I don't keep yet either, but one of my ambitions is to keep a cayman croc, It is not likley to happen for many many years yet but I do have a thing for them.

I know not venomous but still.

If I was to keep anything venomous I would very much like to have an eyelash viper, just for the pure beauty of the animal, I am not too sure I would take it to the point of keeping venomous but with most things it is the attraction.

Even some none DWA keepers prefer to keep their reptiles as purely display animals and there is nothing wrong with that in my view.
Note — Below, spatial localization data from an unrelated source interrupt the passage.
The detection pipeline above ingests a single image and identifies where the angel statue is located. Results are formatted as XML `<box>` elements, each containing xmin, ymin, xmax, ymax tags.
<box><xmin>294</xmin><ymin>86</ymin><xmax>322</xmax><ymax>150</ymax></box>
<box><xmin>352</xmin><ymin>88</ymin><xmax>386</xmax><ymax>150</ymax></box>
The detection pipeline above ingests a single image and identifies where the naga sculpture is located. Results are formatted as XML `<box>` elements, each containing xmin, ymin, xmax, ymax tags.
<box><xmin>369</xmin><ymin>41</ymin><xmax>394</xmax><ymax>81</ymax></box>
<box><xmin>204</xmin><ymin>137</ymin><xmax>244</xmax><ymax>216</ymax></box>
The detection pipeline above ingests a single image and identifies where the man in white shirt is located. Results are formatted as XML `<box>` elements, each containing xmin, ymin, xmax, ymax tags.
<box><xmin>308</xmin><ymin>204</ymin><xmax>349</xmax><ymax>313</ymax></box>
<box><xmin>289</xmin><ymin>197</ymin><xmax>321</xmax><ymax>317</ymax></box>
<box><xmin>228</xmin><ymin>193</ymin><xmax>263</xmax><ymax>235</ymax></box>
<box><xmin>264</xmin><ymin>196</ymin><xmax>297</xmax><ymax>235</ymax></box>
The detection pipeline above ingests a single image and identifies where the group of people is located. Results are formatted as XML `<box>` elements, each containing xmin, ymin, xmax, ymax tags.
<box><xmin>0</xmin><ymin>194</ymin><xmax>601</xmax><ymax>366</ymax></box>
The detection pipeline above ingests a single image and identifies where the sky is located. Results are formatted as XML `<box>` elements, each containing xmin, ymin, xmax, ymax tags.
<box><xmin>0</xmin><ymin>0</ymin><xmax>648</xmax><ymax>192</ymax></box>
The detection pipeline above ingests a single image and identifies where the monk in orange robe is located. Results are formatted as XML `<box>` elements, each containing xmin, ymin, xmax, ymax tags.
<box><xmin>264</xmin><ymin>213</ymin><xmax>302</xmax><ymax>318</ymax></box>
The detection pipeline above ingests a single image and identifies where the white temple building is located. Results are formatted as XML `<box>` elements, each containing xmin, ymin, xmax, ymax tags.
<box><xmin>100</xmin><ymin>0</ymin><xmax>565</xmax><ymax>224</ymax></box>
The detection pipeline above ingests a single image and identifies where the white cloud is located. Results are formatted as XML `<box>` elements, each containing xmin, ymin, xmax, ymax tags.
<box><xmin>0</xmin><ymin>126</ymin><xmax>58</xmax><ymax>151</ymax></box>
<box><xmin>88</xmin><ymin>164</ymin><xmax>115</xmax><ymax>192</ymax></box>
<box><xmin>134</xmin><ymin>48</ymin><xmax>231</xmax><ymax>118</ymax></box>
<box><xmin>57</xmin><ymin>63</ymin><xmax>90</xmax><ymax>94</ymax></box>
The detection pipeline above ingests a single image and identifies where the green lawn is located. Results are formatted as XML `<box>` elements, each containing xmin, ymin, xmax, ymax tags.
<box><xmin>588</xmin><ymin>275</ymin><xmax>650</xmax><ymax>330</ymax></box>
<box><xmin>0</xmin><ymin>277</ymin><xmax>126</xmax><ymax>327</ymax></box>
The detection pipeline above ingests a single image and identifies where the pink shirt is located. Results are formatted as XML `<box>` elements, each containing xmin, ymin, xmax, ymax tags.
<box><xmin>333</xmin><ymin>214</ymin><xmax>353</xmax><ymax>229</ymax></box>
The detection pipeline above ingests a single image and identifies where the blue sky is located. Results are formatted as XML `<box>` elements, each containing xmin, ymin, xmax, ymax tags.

Perhaps this is the case for some, to look, admire, but rarely touch.


----------



## lovemysnakes (Apr 17, 2011)

i saw some potencially deadly snakes with cobe a few weeks back. wouldnt dream of handling them though. they are just a bit of a thrill to observe but i personally wouldnt want to keep them or handle them. vipers are stunning though. 

mild venom is different though..... but if it will put me on my backside then no thanks.


----------



## Vampire-guitarist (Aug 29, 2011)

I dont keep DWA but i want to. I can answer the question about why you want to keep them (for me anyway)
I love spiders, black widows and redbacks are my favourite of any invert. The reason i want to keep them is because there is nothing else like them. There is the false widows, but they dont have the beautiful iconic markings that you have come to know. 
Its just about an interest in an animal not its venom of danger factor. : victory:


----------



## Nfh89 (May 18, 2011)

TheDogMan said:


> My original point was though that there is much more risk involved in owning a venemous snake than there is owning a dog. Imo ofcourse..


I do agree but as long as the owner of either is responsible it's all minimised as much as possible, a dog in the wrong hands can pose a massive risk.

"Oh no! my dog maimed my child! it just turned on them because they were pulling it around like a teddy bear, we'll have to destroy the evil thing."

Mutual respect and as much understanding as possible of the animal in question helps.

Sorry, I'm a dog behaviourist and truly believe every dog bite only ever comes down to lack of communication and understanding.


----------